How effect size is calculated is important to the question. The usual (Cohen's D) effect size is obtained by subtracting the means and dividing by the uncertainty. This is informative if quality of the difference in means is recognized. The quality is not the usual ranking from weak to strong. The quality is the relative error in the difference, the inverse of the effect size. An effect size of 1 means the difference equals the uncertainty. An effect size of 1 is 100% uncertain. A difference with a p-value of exactly 0.05 is 60% uncertain. A value that is 60% uncertain cannot be considered quantified. As Jochen Wilhelm said, you might know the direction of the effect, but you do not know the value. Any p-value >0.05 is worse. A value that is significant has no value. Values that do not reach significance are worthless and should not be reported.
The reporting of effect sizes is likely worse in many cases. Significance is obtained by using the standard error, instead of the standard deviation. The uncertainty of the difference based on the standard error is much less than the fully propagated uncertainty using the standard deviation.
The standard error describes something completely different from the standard deviation. One cannot replace the other. People showing the SE in their graphs normally do this for cosmetic reaspons, as the smaller error bars make their data look better.

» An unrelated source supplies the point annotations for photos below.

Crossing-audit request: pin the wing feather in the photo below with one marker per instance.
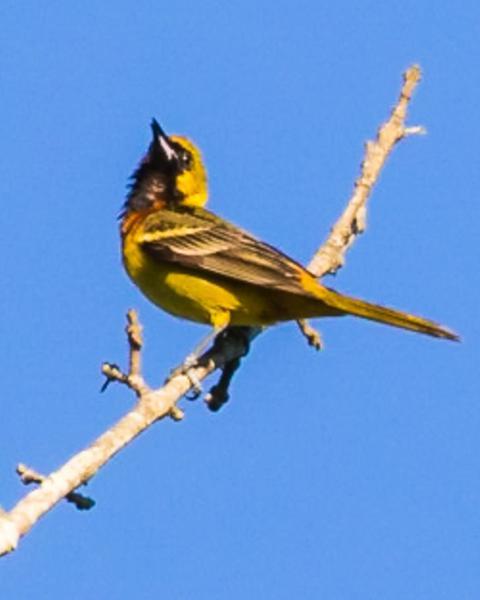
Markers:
(198, 240)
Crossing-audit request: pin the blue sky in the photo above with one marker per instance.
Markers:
(349, 474)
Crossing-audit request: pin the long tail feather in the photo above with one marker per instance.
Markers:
(390, 316)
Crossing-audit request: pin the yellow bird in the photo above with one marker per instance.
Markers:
(198, 266)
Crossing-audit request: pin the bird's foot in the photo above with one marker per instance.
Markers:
(187, 369)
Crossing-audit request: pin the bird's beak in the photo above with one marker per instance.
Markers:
(161, 143)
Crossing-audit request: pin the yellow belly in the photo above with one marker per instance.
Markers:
(198, 297)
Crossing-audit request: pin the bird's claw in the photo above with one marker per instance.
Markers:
(186, 368)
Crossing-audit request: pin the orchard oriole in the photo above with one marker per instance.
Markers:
(198, 266)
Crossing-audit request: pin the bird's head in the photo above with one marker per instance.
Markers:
(170, 174)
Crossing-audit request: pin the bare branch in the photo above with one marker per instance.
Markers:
(155, 404)
(331, 254)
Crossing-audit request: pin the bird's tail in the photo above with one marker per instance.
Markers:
(390, 316)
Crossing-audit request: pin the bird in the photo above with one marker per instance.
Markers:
(198, 266)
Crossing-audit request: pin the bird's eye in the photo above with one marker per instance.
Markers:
(185, 159)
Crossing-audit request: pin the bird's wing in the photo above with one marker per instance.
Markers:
(198, 240)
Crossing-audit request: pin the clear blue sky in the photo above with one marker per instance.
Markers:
(349, 474)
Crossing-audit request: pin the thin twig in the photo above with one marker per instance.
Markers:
(155, 404)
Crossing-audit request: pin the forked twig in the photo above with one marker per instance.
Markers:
(155, 404)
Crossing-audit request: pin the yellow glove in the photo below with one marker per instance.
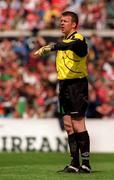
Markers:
(43, 50)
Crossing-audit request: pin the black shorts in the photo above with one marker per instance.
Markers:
(73, 97)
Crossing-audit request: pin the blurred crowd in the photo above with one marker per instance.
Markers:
(29, 88)
(28, 85)
(44, 14)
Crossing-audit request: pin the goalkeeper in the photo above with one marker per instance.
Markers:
(73, 90)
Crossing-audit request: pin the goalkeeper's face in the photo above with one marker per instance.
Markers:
(67, 25)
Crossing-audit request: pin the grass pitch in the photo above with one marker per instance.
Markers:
(44, 166)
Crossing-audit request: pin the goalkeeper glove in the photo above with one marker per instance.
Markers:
(43, 50)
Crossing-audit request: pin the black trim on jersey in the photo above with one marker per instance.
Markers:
(78, 46)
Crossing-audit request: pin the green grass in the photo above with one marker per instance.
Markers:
(44, 166)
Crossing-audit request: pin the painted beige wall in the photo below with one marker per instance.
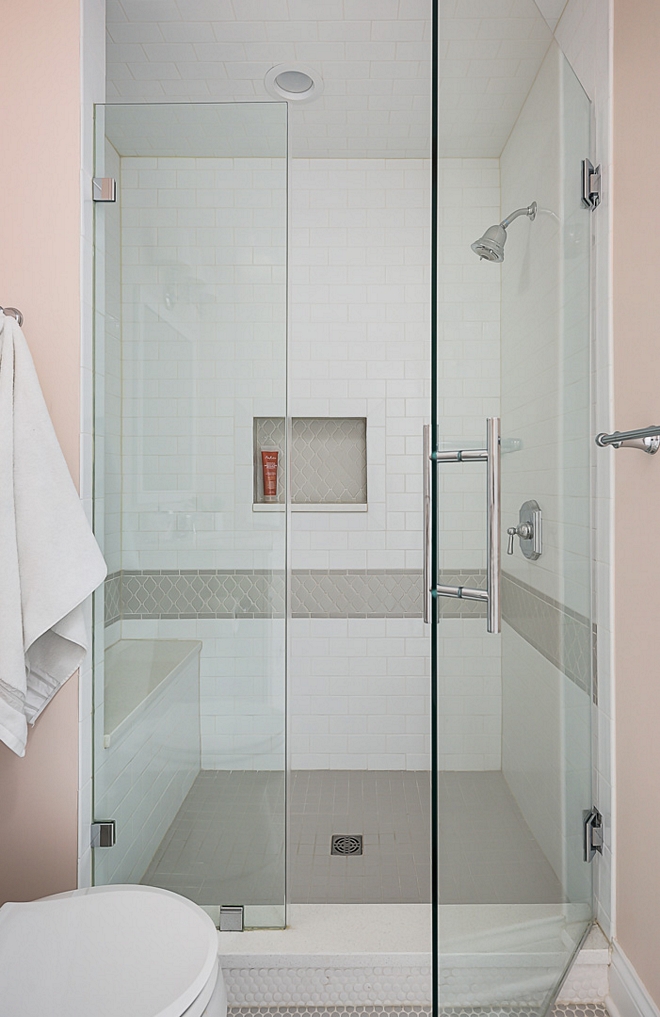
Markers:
(637, 403)
(40, 241)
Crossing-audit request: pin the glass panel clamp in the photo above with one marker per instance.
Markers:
(231, 918)
(593, 822)
(104, 833)
(104, 189)
(591, 184)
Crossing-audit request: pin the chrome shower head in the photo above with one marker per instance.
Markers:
(490, 247)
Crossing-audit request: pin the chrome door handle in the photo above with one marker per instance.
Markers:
(428, 563)
(491, 456)
(493, 548)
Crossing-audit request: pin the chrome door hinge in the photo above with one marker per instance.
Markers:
(104, 189)
(593, 833)
(591, 184)
(104, 833)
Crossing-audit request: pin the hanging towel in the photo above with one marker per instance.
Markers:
(49, 559)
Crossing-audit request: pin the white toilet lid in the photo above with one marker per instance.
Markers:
(112, 951)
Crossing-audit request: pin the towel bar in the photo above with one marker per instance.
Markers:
(646, 438)
(12, 312)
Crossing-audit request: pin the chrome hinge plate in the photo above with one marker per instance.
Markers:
(104, 189)
(104, 833)
(591, 184)
(231, 918)
(593, 822)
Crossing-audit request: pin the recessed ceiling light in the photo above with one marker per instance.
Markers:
(295, 82)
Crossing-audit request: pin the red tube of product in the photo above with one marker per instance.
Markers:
(270, 467)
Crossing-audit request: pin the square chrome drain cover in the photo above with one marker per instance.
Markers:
(346, 843)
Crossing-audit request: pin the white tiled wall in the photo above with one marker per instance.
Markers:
(360, 346)
(142, 777)
(203, 248)
(241, 686)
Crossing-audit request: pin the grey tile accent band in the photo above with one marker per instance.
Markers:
(199, 593)
(346, 593)
(561, 635)
(112, 603)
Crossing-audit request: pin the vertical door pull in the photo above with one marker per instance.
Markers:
(491, 595)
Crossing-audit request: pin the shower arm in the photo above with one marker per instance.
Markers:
(530, 212)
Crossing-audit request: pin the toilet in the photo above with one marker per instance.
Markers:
(112, 951)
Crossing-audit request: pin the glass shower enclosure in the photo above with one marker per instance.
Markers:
(514, 670)
(190, 382)
(260, 656)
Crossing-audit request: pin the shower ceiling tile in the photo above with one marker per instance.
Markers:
(372, 55)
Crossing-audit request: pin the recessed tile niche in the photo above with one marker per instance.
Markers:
(328, 463)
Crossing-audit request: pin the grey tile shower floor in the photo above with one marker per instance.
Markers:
(226, 844)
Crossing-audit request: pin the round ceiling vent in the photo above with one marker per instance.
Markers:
(295, 82)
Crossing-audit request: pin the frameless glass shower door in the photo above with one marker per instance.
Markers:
(514, 777)
(190, 389)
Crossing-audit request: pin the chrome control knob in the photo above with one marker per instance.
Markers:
(528, 530)
(524, 530)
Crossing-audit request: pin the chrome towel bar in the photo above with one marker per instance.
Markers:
(645, 438)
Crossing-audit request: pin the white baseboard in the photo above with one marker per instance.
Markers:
(627, 995)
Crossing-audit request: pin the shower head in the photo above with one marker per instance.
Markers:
(490, 247)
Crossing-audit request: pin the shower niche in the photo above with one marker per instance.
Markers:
(328, 463)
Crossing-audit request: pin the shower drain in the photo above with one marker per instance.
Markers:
(346, 843)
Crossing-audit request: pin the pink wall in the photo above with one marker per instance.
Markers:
(637, 403)
(40, 240)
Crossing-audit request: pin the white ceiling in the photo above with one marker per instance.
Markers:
(372, 55)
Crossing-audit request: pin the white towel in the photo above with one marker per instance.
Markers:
(49, 559)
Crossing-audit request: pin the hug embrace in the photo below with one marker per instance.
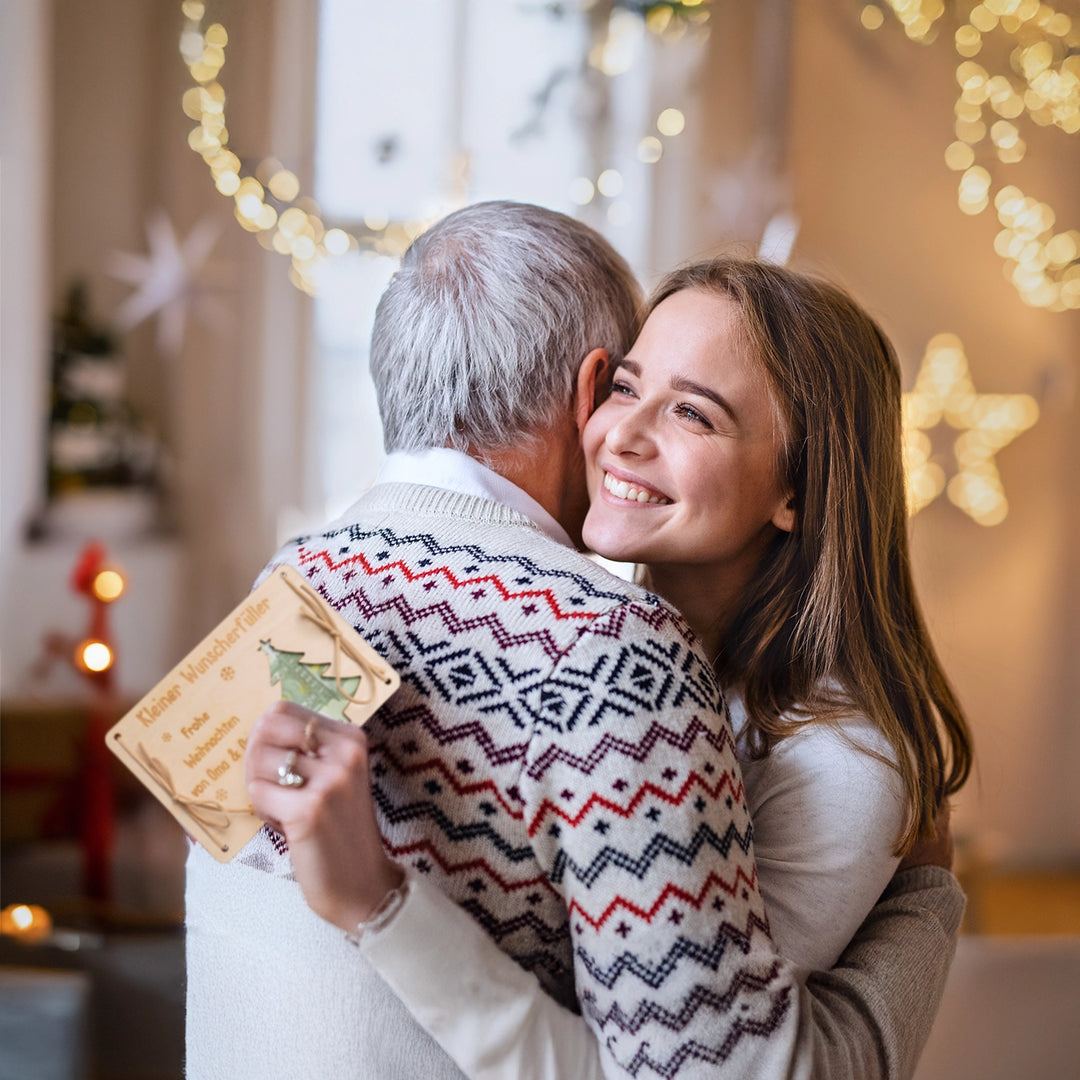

The almost holy "0.05" is completely arbitrary. There is absolutely no rational reason why it should not be 0.1 or 0.01. As to the alleged worthlessness of insignificant results, I refer to my favorite paper, "Scientists rise up against statistical significance":
it means that it is not significant statistically due to the small sample size. then I report an effect size to compare which variable has a better effect on the result. is this true?